Fish remains, including scales, vertebrae and small teeth, may also be found, especially when fine sediment is searched carefully or taken home for sieving. Small molluscs and shell material occur within parts of the marls, although they are generally less abundant than at Hamstead Bay.

The best collecting is usually after storms or winter erosion, when fresh material has been washed from the cliffs onto the foreshore. Samples of the softer marls can also be collected for sieving at home, which may reveal small vertebrate remains and microfossils overlooked in the field.

Key fossil and geological milestones recorded from Thorness Bay, especially the Bembridge Limestone, Bembridge Marls and Insect Limestone.

c.1859–1880s – A’Court Smith’s collecting established the Insect Limestone record
James A’Court Smith collected extensively along the coast between Cowes and the Newtown River, including the east side of Thorness Bay, building the core fossil plant and insect collections that later made the bay one of Britain’s classic Palaeogene localities.
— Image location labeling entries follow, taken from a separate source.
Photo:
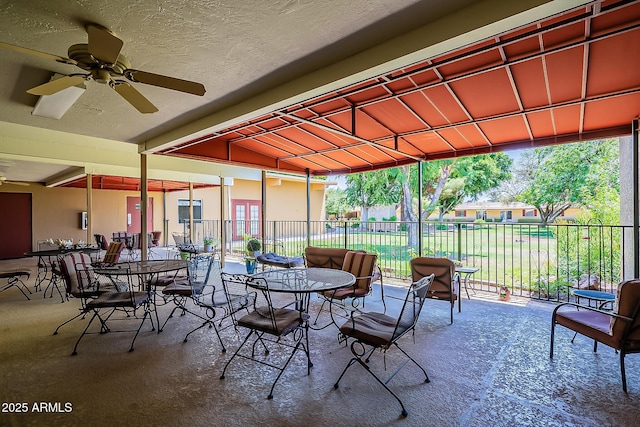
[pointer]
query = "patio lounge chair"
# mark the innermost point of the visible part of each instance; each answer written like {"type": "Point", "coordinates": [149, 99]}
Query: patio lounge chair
{"type": "Point", "coordinates": [619, 329]}
{"type": "Point", "coordinates": [446, 284]}
{"type": "Point", "coordinates": [373, 331]}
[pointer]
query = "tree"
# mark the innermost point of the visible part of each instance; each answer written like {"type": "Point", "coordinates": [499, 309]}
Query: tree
{"type": "Point", "coordinates": [336, 202]}
{"type": "Point", "coordinates": [368, 189]}
{"type": "Point", "coordinates": [472, 176]}
{"type": "Point", "coordinates": [571, 175]}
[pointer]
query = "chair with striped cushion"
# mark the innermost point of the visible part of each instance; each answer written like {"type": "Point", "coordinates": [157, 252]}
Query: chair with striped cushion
{"type": "Point", "coordinates": [112, 295]}
{"type": "Point", "coordinates": [363, 266]}
{"type": "Point", "coordinates": [113, 253]}
{"type": "Point", "coordinates": [68, 272]}
{"type": "Point", "coordinates": [446, 285]}
{"type": "Point", "coordinates": [618, 329]}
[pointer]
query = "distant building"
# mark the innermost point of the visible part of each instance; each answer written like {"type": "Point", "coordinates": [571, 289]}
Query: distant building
{"type": "Point", "coordinates": [500, 212]}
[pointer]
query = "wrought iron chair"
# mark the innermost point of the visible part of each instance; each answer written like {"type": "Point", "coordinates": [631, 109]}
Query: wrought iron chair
{"type": "Point", "coordinates": [372, 331]}
{"type": "Point", "coordinates": [68, 273]}
{"type": "Point", "coordinates": [123, 297]}
{"type": "Point", "coordinates": [619, 329]}
{"type": "Point", "coordinates": [277, 258]}
{"type": "Point", "coordinates": [112, 255]}
{"type": "Point", "coordinates": [282, 326]}
{"type": "Point", "coordinates": [205, 286]}
{"type": "Point", "coordinates": [14, 278]}
{"type": "Point", "coordinates": [101, 241]}
{"type": "Point", "coordinates": [446, 285]}
{"type": "Point", "coordinates": [363, 266]}
{"type": "Point", "coordinates": [324, 257]}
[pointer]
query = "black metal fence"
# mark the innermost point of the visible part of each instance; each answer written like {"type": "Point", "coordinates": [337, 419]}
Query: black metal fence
{"type": "Point", "coordinates": [532, 260]}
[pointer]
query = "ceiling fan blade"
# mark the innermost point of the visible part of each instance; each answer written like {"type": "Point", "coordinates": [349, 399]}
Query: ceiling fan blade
{"type": "Point", "coordinates": [37, 53]}
{"type": "Point", "coordinates": [165, 81]}
{"type": "Point", "coordinates": [134, 97]}
{"type": "Point", "coordinates": [103, 44]}
{"type": "Point", "coordinates": [55, 86]}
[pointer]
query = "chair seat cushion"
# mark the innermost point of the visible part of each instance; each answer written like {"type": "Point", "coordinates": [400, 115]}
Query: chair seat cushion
{"type": "Point", "coordinates": [443, 295]}
{"type": "Point", "coordinates": [286, 320]}
{"type": "Point", "coordinates": [7, 274]}
{"type": "Point", "coordinates": [183, 288]}
{"type": "Point", "coordinates": [588, 323]}
{"type": "Point", "coordinates": [118, 299]}
{"type": "Point", "coordinates": [371, 328]}
{"type": "Point", "coordinates": [344, 293]}
{"type": "Point", "coordinates": [273, 259]}
{"type": "Point", "coordinates": [167, 280]}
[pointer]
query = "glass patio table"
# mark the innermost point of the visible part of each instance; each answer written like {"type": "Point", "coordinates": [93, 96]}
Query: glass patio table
{"type": "Point", "coordinates": [144, 272]}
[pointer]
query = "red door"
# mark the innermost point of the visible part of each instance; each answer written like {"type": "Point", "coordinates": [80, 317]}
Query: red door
{"type": "Point", "coordinates": [134, 215]}
{"type": "Point", "coordinates": [15, 224]}
{"type": "Point", "coordinates": [246, 218]}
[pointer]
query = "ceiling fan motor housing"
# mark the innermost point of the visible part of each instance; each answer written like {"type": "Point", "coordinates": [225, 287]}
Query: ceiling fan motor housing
{"type": "Point", "coordinates": [80, 53]}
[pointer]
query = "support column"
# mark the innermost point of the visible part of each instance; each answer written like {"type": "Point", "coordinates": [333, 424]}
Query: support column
{"type": "Point", "coordinates": [191, 224]}
{"type": "Point", "coordinates": [629, 152]}
{"type": "Point", "coordinates": [263, 209]}
{"type": "Point", "coordinates": [223, 224]}
{"type": "Point", "coordinates": [308, 208]}
{"type": "Point", "coordinates": [89, 209]}
{"type": "Point", "coordinates": [144, 205]}
{"type": "Point", "coordinates": [420, 208]}
{"type": "Point", "coordinates": [636, 204]}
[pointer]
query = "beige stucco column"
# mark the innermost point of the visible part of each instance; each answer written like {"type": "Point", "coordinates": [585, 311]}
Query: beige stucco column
{"type": "Point", "coordinates": [89, 239]}
{"type": "Point", "coordinates": [628, 192]}
{"type": "Point", "coordinates": [144, 205]}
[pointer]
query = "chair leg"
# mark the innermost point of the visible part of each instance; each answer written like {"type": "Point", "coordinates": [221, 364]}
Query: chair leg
{"type": "Point", "coordinates": [147, 313]}
{"type": "Point", "coordinates": [75, 348]}
{"type": "Point", "coordinates": [452, 304]}
{"type": "Point", "coordinates": [320, 311]}
{"type": "Point", "coordinates": [358, 359]}
{"type": "Point", "coordinates": [553, 330]}
{"type": "Point", "coordinates": [622, 372]}
{"type": "Point", "coordinates": [236, 353]}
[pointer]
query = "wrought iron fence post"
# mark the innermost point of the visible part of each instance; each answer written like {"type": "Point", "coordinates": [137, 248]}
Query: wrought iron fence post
{"type": "Point", "coordinates": [346, 230]}
{"type": "Point", "coordinates": [459, 229]}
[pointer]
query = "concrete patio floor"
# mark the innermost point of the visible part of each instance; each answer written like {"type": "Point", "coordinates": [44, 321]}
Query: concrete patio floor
{"type": "Point", "coordinates": [490, 368]}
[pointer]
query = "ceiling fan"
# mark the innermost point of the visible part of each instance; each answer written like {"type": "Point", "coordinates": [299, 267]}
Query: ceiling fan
{"type": "Point", "coordinates": [102, 61]}
{"type": "Point", "coordinates": [4, 180]}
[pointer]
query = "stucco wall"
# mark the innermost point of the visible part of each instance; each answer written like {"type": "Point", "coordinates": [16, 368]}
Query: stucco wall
{"type": "Point", "coordinates": [56, 211]}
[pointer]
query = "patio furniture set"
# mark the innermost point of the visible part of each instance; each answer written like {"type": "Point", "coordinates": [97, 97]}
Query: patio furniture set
{"type": "Point", "coordinates": [274, 304]}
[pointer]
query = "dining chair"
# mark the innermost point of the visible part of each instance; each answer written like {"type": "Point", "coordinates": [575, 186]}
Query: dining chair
{"type": "Point", "coordinates": [112, 255]}
{"type": "Point", "coordinates": [206, 289]}
{"type": "Point", "coordinates": [69, 277]}
{"type": "Point", "coordinates": [113, 295]}
{"type": "Point", "coordinates": [619, 328]}
{"type": "Point", "coordinates": [377, 331]}
{"type": "Point", "coordinates": [272, 324]}
{"type": "Point", "coordinates": [363, 266]}
{"type": "Point", "coordinates": [446, 284]}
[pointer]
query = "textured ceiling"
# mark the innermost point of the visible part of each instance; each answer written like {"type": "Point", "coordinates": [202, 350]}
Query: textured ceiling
{"type": "Point", "coordinates": [567, 78]}
{"type": "Point", "coordinates": [235, 48]}
{"type": "Point", "coordinates": [265, 60]}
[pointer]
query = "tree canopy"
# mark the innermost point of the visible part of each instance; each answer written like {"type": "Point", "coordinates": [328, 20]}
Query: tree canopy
{"type": "Point", "coordinates": [558, 177]}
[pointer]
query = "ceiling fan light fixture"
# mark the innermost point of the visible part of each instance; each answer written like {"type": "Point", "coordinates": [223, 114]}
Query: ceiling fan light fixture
{"type": "Point", "coordinates": [56, 105]}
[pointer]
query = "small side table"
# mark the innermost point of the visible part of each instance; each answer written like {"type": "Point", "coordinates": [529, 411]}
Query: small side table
{"type": "Point", "coordinates": [601, 298]}
{"type": "Point", "coordinates": [468, 272]}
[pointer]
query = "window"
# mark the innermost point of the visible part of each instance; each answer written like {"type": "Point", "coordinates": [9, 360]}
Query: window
{"type": "Point", "coordinates": [183, 210]}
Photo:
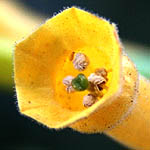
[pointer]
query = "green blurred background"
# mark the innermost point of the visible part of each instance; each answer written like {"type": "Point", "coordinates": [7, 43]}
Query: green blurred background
{"type": "Point", "coordinates": [18, 18]}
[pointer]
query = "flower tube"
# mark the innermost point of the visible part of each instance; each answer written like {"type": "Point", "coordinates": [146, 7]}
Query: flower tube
{"type": "Point", "coordinates": [72, 72]}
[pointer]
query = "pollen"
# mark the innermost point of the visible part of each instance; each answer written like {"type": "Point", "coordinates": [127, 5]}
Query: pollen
{"type": "Point", "coordinates": [80, 61]}
{"type": "Point", "coordinates": [89, 100]}
{"type": "Point", "coordinates": [67, 82]}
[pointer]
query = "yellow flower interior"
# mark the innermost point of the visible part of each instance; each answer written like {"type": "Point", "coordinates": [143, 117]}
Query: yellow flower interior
{"type": "Point", "coordinates": [42, 62]}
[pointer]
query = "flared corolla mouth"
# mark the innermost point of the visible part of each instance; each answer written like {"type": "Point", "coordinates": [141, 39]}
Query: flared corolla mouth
{"type": "Point", "coordinates": [68, 68]}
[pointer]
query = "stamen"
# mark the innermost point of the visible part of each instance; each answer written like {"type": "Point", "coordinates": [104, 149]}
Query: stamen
{"type": "Point", "coordinates": [67, 82]}
{"type": "Point", "coordinates": [80, 61]}
{"type": "Point", "coordinates": [89, 100]}
{"type": "Point", "coordinates": [101, 72]}
{"type": "Point", "coordinates": [80, 83]}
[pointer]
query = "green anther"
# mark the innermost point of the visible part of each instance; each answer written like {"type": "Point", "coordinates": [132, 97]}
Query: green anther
{"type": "Point", "coordinates": [80, 83]}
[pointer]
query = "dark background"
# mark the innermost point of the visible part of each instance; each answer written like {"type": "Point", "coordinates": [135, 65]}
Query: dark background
{"type": "Point", "coordinates": [20, 133]}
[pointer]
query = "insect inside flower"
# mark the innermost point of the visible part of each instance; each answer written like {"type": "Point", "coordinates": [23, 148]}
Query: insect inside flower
{"type": "Point", "coordinates": [94, 84]}
{"type": "Point", "coordinates": [96, 81]}
{"type": "Point", "coordinates": [89, 100]}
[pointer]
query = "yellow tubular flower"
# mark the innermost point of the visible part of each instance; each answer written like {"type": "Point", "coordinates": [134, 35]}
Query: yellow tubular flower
{"type": "Point", "coordinates": [44, 59]}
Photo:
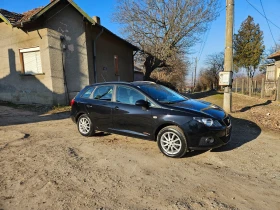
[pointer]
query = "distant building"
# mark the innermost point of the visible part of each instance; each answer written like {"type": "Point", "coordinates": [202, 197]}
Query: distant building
{"type": "Point", "coordinates": [272, 73]}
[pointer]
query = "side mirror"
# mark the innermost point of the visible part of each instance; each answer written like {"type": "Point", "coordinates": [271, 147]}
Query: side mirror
{"type": "Point", "coordinates": [142, 103]}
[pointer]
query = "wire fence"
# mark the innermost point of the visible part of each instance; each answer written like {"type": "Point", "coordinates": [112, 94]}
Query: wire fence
{"type": "Point", "coordinates": [257, 87]}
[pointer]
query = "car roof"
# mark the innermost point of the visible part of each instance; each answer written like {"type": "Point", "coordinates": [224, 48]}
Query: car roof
{"type": "Point", "coordinates": [135, 83]}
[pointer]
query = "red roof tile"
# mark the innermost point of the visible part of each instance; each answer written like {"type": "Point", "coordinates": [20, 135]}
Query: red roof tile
{"type": "Point", "coordinates": [16, 17]}
{"type": "Point", "coordinates": [274, 55]}
{"type": "Point", "coordinates": [27, 15]}
{"type": "Point", "coordinates": [11, 16]}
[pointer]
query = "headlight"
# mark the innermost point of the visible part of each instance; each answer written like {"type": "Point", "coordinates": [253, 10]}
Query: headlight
{"type": "Point", "coordinates": [208, 121]}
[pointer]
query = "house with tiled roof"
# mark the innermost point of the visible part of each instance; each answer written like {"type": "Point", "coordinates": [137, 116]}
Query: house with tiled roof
{"type": "Point", "coordinates": [48, 54]}
{"type": "Point", "coordinates": [272, 73]}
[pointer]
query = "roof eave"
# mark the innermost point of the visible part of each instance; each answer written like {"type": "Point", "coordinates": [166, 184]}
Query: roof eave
{"type": "Point", "coordinates": [128, 43]}
{"type": "Point", "coordinates": [2, 17]}
{"type": "Point", "coordinates": [53, 3]}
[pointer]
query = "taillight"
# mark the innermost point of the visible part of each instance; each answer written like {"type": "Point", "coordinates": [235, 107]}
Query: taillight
{"type": "Point", "coordinates": [72, 102]}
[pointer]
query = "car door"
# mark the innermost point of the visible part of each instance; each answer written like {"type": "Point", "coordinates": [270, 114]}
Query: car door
{"type": "Point", "coordinates": [128, 118]}
{"type": "Point", "coordinates": [99, 107]}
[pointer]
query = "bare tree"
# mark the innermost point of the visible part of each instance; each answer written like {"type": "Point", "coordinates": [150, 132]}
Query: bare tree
{"type": "Point", "coordinates": [173, 76]}
{"type": "Point", "coordinates": [215, 64]}
{"type": "Point", "coordinates": [164, 28]}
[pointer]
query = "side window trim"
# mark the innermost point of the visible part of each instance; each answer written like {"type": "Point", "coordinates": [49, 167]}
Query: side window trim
{"type": "Point", "coordinates": [128, 87]}
{"type": "Point", "coordinates": [91, 95]}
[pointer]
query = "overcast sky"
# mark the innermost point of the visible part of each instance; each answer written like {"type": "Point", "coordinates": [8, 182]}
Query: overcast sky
{"type": "Point", "coordinates": [213, 40]}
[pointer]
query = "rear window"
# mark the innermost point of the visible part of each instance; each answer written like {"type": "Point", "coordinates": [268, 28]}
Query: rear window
{"type": "Point", "coordinates": [103, 93]}
{"type": "Point", "coordinates": [88, 93]}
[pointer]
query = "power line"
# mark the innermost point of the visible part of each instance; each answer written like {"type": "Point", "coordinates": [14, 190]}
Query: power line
{"type": "Point", "coordinates": [263, 15]}
{"type": "Point", "coordinates": [268, 24]}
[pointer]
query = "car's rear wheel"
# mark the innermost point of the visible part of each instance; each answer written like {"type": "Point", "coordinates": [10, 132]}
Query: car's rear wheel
{"type": "Point", "coordinates": [172, 141]}
{"type": "Point", "coordinates": [85, 125]}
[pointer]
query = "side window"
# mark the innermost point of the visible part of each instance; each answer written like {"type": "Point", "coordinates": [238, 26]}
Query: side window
{"type": "Point", "coordinates": [88, 93]}
{"type": "Point", "coordinates": [103, 93]}
{"type": "Point", "coordinates": [151, 103]}
{"type": "Point", "coordinates": [128, 95]}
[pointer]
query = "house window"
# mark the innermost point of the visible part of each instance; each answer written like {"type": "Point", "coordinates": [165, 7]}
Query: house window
{"type": "Point", "coordinates": [30, 59]}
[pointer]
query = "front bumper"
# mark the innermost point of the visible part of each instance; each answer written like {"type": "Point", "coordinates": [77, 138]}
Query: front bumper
{"type": "Point", "coordinates": [209, 138]}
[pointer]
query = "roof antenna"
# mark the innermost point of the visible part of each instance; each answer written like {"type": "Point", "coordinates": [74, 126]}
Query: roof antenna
{"type": "Point", "coordinates": [103, 77]}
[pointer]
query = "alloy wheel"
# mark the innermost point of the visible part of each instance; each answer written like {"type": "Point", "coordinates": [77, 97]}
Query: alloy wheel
{"type": "Point", "coordinates": [170, 143]}
{"type": "Point", "coordinates": [84, 125]}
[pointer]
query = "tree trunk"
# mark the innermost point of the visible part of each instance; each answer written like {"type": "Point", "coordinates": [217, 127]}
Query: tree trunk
{"type": "Point", "coordinates": [148, 67]}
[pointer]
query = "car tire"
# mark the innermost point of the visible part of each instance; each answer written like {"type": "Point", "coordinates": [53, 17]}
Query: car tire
{"type": "Point", "coordinates": [172, 141]}
{"type": "Point", "coordinates": [85, 125]}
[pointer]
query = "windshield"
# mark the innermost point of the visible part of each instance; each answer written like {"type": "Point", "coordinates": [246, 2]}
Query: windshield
{"type": "Point", "coordinates": [162, 94]}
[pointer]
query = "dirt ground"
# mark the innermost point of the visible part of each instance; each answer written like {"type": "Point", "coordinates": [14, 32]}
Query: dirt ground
{"type": "Point", "coordinates": [46, 164]}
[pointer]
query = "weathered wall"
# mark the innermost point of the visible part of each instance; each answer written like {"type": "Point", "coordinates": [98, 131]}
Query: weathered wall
{"type": "Point", "coordinates": [107, 46]}
{"type": "Point", "coordinates": [15, 87]}
{"type": "Point", "coordinates": [67, 22]}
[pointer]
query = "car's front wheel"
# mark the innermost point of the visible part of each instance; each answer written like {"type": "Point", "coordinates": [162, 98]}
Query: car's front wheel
{"type": "Point", "coordinates": [172, 141]}
{"type": "Point", "coordinates": [85, 125]}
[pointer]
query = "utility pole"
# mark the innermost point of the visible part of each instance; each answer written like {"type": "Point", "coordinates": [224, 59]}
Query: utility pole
{"type": "Point", "coordinates": [228, 53]}
{"type": "Point", "coordinates": [194, 81]}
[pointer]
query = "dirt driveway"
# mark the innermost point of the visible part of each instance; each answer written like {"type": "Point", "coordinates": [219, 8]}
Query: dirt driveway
{"type": "Point", "coordinates": [46, 164]}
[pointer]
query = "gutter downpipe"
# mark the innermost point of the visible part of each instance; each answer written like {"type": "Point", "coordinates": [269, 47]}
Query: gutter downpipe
{"type": "Point", "coordinates": [94, 54]}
1878–1879 – Fossil insects and associated arthropods were formally reported
Early descriptions drew attention to the rich insect-bearing freshwater limestone at the Thorness–Gurnard section, including branchiopod and isopod remains with numerous insect fossils, confirming the bed as an exceptional Tertiary insect deposit.

1883–1888 – Early fossil plant records showed the botanical importance of the bay
Work on the fossil flora from the Insect Limestone recorded a diverse assemblage of fruits, seeds, leaves and aquatic plants, setting up Thorness Bay as a key site for understanding late Eocene vegetation on the Isle of Wight.

1926 – The Bembridge Flora was catalogued
The main Thorness Bay collections were used in the first major study of the Bembridge Flora, naming and describing many plants from the Insect Limestone and making the bay the type locality for numerous fossil plant species.

1963–1964 – The flora was revised and reinterpreted
A major revision of the Lower Tertiary flora reassessed many Thorness Bay plant fossils, recognising a rich assemblage dominated by aquatic and wetland plants, with rarer remains from nearby woodland habitats.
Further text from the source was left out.